Messing with an icon can be trouble, something BMW found when it launched the sixth-gen 3 Series in 2012, and something it aims to redress with the 2016 340i.
The car that had long been the sport sedan to beat suddenly suffered a crisis of identity: too focused on luxury for those who look to Bavaria for their four-door performance, but not cosseting enough in the face of Mercedes’ efforts. Now, for 2016, we get the 340i and a surprisingly successful do-over.
Although external styling changes are minimal for the 2016 model year, the 3 Series sees several other updates that bring it up to par with current trends. The six-cylinder engine option, for example, has been beefed up a little, going from the 335i model designation to a 340i designation thanks to that extra bit of added muscle. LED automatic headlights are available and telematic remote updates for navigation are also offered. A few package changes round out the updates.
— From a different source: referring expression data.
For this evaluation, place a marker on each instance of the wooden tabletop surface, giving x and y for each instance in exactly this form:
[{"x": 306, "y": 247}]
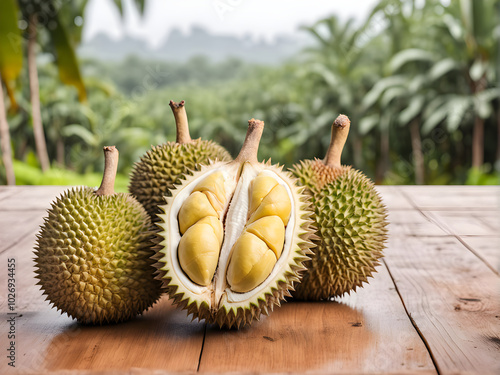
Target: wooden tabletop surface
[{"x": 432, "y": 308}]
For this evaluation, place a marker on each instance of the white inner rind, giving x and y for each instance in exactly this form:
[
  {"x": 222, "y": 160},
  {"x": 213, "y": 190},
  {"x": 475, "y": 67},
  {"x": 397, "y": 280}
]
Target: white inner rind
[{"x": 234, "y": 218}]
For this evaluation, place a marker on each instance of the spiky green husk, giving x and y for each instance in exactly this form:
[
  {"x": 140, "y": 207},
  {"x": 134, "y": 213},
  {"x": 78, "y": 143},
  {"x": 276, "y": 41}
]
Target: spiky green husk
[
  {"x": 93, "y": 257},
  {"x": 238, "y": 315},
  {"x": 351, "y": 225},
  {"x": 161, "y": 167}
]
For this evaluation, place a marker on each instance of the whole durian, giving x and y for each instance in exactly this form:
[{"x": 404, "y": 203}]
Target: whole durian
[
  {"x": 93, "y": 253},
  {"x": 233, "y": 238},
  {"x": 160, "y": 168},
  {"x": 350, "y": 219}
]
For the most part, the BMW 3 Series hasn’t needed a lot of change to keep it up to date since its generational debut four years ago. This is a sleek, well-styled sedan that exemplifies what BMW can do with a car. It’s the very definition of Teutonic styling with a simplicity that promises that every attention was paid to the details.
There are multiple body styles and drivetrain options available for the 3 Series. There is a wagon, a hatchback, and a sedan. Also very similar is the 4 Series, which uses the 3 Series body for a coupe and convertible. Packaging for the 3 Series begins with standard features like 17-inch alloy wheels, run-flat tires, and automatic headlights and fog lamps. Remote keyless entry is also standard, as are interior features such as a 6.5-inch infotainment screen with the iDrive interface and BMW Assist telematics.
Once inside the 3 Series, the cabin is very BMW. The combination of old Bimmer throwback with modern technology is very well done. Analog gauges sit within an instrument cluster that also contains digital information displays and modern options. Everywhere within the cabin are quality materials put together with excellent workmanship, as should be expected. European minimalist appeal is offset by the big information display at the center of the dash. This can be a 6.5-inch display in standard models or upgraded to a huge 8.8-inch widescreen display.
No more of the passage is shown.